In a retrospective study on the cost of MRSA infections in the elective and trauma orthopaedic population in a General Hospital in the United Kingdom, the cost of treating MRSA infection over 12 months was £384,000. This included blood tests, x-rays, days in hospital, minutes in theatre, theatre equipment, Electrocardiograms (ECGs), swabs, dressings and all drugs excluding staff cost (Hassan et al., 2007).

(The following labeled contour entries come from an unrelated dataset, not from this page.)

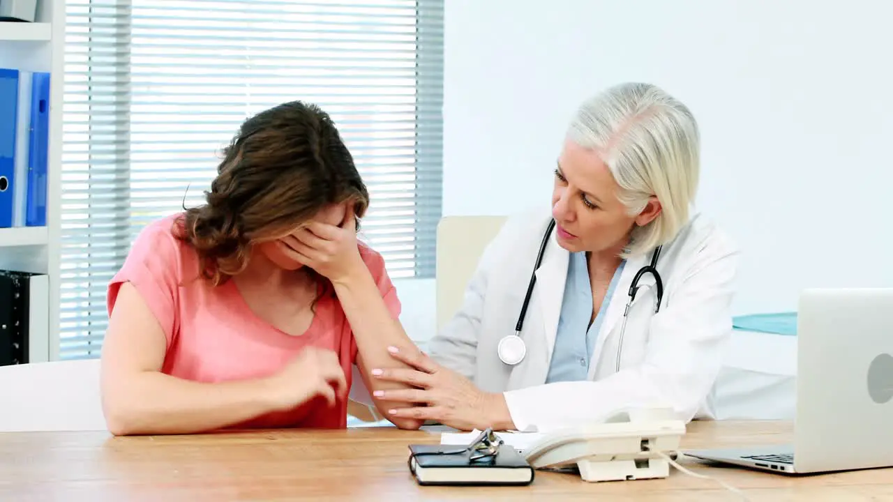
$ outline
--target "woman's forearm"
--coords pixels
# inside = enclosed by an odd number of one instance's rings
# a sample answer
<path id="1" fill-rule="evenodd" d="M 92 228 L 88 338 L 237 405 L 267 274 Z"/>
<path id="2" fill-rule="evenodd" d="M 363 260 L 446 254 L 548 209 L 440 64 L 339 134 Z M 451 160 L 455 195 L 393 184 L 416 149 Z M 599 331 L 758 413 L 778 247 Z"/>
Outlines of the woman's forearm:
<path id="1" fill-rule="evenodd" d="M 106 424 L 115 435 L 189 434 L 238 424 L 274 411 L 264 380 L 221 383 L 186 381 L 159 372 L 130 375 L 104 397 Z"/>
<path id="2" fill-rule="evenodd" d="M 400 322 L 391 317 L 368 269 L 365 273 L 351 274 L 349 279 L 334 282 L 333 285 L 341 308 L 354 331 L 359 352 L 360 372 L 370 395 L 376 390 L 406 388 L 402 383 L 383 381 L 371 376 L 371 372 L 376 368 L 408 368 L 409 366 L 391 357 L 388 347 L 414 347 L 414 344 L 406 336 Z M 405 403 L 382 401 L 375 397 L 372 399 L 379 412 L 397 427 L 418 429 L 423 423 L 423 421 L 390 416 L 388 410 L 405 407 Z"/>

It has been identified that the implications for an orthopaedic patient who contract MRSA in hospital include: extended length of stay, infection and wound breakdown; loss of alignment of fractured bone, failure of internal fixation, delay or non-union of bone, loss of earnings, pain, anxiety and depression (John and David 1991, Makoni 2002). For the hospital staff, the effects include increased workload, disruption to ward routine and may even result in temporary ward closures. However, managing and controlling MRSA outbreaks can have less of a financial impact than if the outbreak is uncontrolled. Rapid and accurate detection of methicillin resistance in S. aureus is important for the use of appropriate antimicrobial therapy and for the control of nosocomial spread of MRSA strains.

1.4 Aim

The aim of this study is to isolate S. aureus from orthopaedic patients in Ahmadu Bello University Teaching Hospital, Zaria, detect molecularly the MRSA isolates from there and to determine their antibiotic susceptibility pattern.

1.5 Specific Research Objectives

The objectives of this work are to:

1. Isolate, purify and characterize staphylococci from wounds, skin and beds of orthopaedic patients using conventional and API Staph kit methods.

2. Determine the antibiotic susceptibility of the isolates by disc agar diffusion (DAD) using antibiotics commonly prescribed in the orthopaedic wards

3. Identify the methicillin – resistant isolates.

4. Test for beta – lactamase production and hyper production using nitrocefin.

5. Detect blaZ gene detection methods.

6. Test the isolates for carriage of mecA gene and sequencing of the amplified gene products.

7. Determine plasmid carriage by the resistant isolates.

1.6 Null Hypothesis

There are no cases of mecA – mediated MRSA isolates from clinical specimens in the orthopaedic wards of Ahmadu Bello University Teaching Hospital, Zaria Nigeria.